Histórico de violência doméstica
Segundo a representante da família, a mãe da adolescente estava separada de Claudinei após episódios de violência doméstica. Olga Beatriz insistia em manter contato com o pai, e por isso a mãe permitia algumas visitas, mas sem pernoite. A mãe da vítima também nega a versão apresentada pelo suspeito de que teria encontrado mensagens trocadas entre a filha e um garoto. De acordo com ela, a criança não tinha celular ou rede social.
O crime
De acordo com a Polícia Civil, Claudinei fugiu da casa onde o crime ocorreu logo após enviar uma mensagem à ex-mulher para buscar a menina. Posteriormente, ele se apresentou à delegacia e foi preso em flagrante por feminicídio. O g1 tenta localizar a defesa dele.

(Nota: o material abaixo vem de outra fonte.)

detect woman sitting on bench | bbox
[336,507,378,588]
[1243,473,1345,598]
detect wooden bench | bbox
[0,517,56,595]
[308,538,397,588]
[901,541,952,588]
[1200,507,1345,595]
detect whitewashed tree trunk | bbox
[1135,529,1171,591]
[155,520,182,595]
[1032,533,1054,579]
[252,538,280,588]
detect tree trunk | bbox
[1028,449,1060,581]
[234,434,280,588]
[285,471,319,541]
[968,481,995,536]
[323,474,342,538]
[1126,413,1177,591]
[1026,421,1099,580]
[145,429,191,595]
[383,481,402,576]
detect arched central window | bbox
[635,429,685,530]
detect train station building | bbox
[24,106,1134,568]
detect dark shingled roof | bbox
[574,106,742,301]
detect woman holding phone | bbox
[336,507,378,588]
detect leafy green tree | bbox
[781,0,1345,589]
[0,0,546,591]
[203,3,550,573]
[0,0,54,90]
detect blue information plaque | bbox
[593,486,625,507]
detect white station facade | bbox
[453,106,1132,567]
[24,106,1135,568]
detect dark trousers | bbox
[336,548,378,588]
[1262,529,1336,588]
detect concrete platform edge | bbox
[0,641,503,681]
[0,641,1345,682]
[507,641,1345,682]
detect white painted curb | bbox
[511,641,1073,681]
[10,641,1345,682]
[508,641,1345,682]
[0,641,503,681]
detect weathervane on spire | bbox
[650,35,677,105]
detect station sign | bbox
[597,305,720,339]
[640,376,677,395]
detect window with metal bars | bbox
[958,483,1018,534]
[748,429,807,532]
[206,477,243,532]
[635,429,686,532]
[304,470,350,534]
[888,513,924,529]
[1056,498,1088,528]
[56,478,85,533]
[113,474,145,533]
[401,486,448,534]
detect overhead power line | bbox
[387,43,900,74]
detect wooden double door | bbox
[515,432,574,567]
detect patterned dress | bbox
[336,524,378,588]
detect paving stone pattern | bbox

No dia do crime, a mãe relatou que foi até a casa do ex-companheiro por volta das 18h para buscar a filha. Após insistir diversas vezes no portão, Claudinei saiu da residência e afirmou que Olga Beatriz estava brincando na casa de uma vizinha. Ao entrar no imóvel, porém, a mulher encontrou a adolescente caída no chão de um dos quartos, desacordada e com diversas lesões provocadas por agressões físicas.
Investigação
O caso é investigado pela Polícia Civil como feminicídio. A advogada da família reforçou que a menina não tinha acesso a celular ou redes sociais, contradizendo a versão do suspeito. A comunidade local está consternada com a tragédia.